REPUBLIKA.CO.ID, JAKARTA -- Komisi Xi DPR RI mulai melakukan pertemuan dengan sejumlah pihak untuk melihat pandangan mengenai program pengampunan pajak atau tax amnesty yang diusulkan pemerintah. Kali ini Komisi XI bertemu dengan perwakilan dari Asosiasi Pengusaha Indonesia (Apindo), Kamar Dagang Indonesia (Kadin), dan Himpunan Pengusaha Muda Indonesia (Hipmi).

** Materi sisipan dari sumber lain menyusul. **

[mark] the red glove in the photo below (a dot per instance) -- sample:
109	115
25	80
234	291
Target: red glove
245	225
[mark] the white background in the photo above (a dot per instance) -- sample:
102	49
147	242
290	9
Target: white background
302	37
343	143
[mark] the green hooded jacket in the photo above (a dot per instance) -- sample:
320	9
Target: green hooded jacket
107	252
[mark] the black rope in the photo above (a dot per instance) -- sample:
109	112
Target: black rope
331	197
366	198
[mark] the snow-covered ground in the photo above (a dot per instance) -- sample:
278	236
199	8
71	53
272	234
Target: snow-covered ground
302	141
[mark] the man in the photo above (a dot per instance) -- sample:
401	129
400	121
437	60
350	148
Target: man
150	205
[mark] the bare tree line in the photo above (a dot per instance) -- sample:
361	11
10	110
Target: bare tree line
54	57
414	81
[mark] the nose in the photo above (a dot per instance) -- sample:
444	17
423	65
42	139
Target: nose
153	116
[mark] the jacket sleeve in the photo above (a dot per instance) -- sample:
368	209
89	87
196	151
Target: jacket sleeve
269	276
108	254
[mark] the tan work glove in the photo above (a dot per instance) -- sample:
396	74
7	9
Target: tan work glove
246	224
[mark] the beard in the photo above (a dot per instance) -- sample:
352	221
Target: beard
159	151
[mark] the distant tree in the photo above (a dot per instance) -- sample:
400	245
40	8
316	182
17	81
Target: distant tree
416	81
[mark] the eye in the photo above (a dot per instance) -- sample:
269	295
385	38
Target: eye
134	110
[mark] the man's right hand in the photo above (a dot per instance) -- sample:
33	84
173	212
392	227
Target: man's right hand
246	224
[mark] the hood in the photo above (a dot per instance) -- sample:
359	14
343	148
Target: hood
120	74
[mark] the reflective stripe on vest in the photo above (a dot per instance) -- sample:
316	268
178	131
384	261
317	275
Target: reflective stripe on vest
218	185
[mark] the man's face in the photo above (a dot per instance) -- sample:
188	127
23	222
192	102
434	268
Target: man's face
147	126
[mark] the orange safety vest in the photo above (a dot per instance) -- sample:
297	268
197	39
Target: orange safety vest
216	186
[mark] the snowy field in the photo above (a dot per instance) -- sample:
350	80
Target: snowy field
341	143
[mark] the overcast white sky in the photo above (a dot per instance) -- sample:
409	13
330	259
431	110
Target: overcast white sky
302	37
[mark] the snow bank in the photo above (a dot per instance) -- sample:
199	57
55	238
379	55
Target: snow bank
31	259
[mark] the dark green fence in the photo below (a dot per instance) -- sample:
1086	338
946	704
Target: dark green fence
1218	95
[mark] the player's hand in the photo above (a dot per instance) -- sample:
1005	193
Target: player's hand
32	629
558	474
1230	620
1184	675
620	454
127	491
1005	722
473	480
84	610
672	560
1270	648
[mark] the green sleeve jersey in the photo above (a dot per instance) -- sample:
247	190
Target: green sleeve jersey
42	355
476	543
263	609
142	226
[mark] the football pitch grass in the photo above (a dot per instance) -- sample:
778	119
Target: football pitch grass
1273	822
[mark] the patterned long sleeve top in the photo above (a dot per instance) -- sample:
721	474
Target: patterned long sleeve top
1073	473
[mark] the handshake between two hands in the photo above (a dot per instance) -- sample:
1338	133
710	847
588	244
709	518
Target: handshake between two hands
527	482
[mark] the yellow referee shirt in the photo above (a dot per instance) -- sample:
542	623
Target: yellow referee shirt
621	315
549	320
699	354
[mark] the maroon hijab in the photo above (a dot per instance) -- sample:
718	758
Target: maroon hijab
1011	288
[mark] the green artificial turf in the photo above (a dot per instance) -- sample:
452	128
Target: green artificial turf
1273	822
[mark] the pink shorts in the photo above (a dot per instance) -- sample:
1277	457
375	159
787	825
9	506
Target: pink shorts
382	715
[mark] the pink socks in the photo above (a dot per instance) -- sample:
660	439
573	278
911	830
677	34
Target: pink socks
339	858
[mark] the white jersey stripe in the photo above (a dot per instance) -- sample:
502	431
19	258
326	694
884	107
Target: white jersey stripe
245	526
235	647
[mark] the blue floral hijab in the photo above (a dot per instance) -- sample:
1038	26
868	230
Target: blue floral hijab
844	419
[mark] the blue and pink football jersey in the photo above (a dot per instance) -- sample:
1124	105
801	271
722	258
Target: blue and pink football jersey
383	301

Dalam rapat dengar pendapat ini, DPR masih ingin mengetahui berapa potensi pajak yang masuk dari hasil tax amnesty. Sebab dari potensi tersebut, pemerintah sebaiknya bisa memastikan apakah program ini benar-benar bermanfaat atau tidak pada 2016.
"Masih banyak pertanyaan, seberapa besar uang yang akan masuk dari tax amnesty di tahun ini. Angkanya nendang nggak terhadap pendapatan negara?," ujar anggota Komisi XI lainnya dari Fraksi PKB, Bertu Merlas, di Jakarta, Selasa (19/4).
Bertu mengatakan, dalam dua tahun ke depan Indonesia akan mengikuti Automatic Exchange of Information (AEoI) atau keterbukaan data. Dengan keterbukaan ini, dana yang selama ini dikemplang pajaknya akan lebih terlihat secara detail. Sebab banyak dana yang selama ini bersembunyi di balik perbankan.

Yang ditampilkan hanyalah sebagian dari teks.